Friday, May 30, 2008
Georgetown, SC to Myrtle Beach Yacht Club, Myrtle Beach, SC
Friday, May 30, 2008 - Happy Birthday "Best Bird Dog Tate" !!!! Today is Tate's 11th Birthday
YOU CAN TELL YOU'RE A REDNECK -
IF YOU CELEBRATE YOUR BIRD DOG'S BIRTHDAY! Need we say more.....
"Island Hopper" departed the dock at Hazzard Marina, Georgetown, SC at 9:00 AM. Debbie served Kevin homemade omelets prior to leaving. Skies are overcast, but clearing with winds NE 5 and a temperature of low 70s. This is perfect weather to travel. Today we will be traveling approximately 58 miles on the inside to the Myrtle Beach Yacht Club located in Coquina Harbor. (http://www.myrtlebeachyachtclub.com/) Myrtle Beach Yacht Club guards the Harbor's northerly (innermost) shores, near 33.51.905 North/078 38.325 West. In spite of its name, this nautical establishment is a first class marina that accommodates many transient craft that choose to visit Cocquina Harbor. This facility boasts what just may be the best fuel prices on the South Carolina Waterway. Captain Kevin is hoping this is the case.
The Grand Strand - Myrtle Beach, South Carolina
Myrtle Beach entered the 20th century as a quiet, untamed parcel of South Carolina coastline, but Frank Burrough and B.G. Collins changed all that. The duo teamed up to create a lumber and navel supply company in Conway, and they purchased thousands of acres of coastline between the North Carolina border and Murrells Inlet.
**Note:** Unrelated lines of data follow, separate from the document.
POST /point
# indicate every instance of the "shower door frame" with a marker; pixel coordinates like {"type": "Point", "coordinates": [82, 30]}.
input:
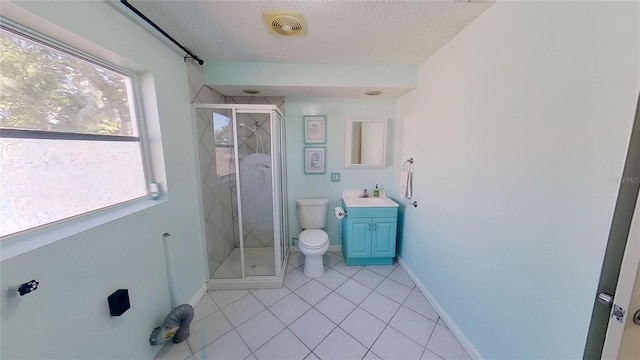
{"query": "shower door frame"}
{"type": "Point", "coordinates": [279, 203]}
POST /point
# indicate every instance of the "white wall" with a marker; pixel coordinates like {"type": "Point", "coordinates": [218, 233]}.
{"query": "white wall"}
{"type": "Point", "coordinates": [519, 127]}
{"type": "Point", "coordinates": [67, 317]}
{"type": "Point", "coordinates": [337, 111]}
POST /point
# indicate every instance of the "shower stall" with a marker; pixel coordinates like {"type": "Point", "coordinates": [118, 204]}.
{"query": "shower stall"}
{"type": "Point", "coordinates": [241, 151]}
While Burrough and Collins were buying, they noticed that northern resort areas were drawing big crowds - and big earnings. So the entrepreneurs expanded their plans to include a resort destination. Word spread and before long tourists started arriving by train to enjoy the mild, sandy vacation spot. Named after the many wax myrtle bushes that sprouted along the coast, Myrtle Beach grew like a weed. Big businessmen from around the country viewed Myrtle Beach with dollar signs in their eyes. Large scale resorts popped up seemingly overnight. Landscapers chiseled out golf courses and developers installed everything they could think of to make this a vacation hot-spot: shopping centers, amusement parks, restaurants, theaters, and night clubs. Surprisingly the gaudiness of Myrtle Beach's main drags is not apparent from the ICW. There are no bright lights or high-rise hotels along this stretch of water. In fact, it is hard to believe that until the turn of the century, all of Myrtle Beach was one like the peaceful, unassuming shoreline of the ICW. That has actually been one of the biggest pleasures of the boat trip. Looking at small towns and the history that created them.
We arrived at Myrtle Beach Yacht Club at 2:30 PM, took on 250 gallons of fuel, (No they don't have the cheapest prices in South Carolina!!!!) and went to our assigned dock space. We can see the lighthouse from the dock.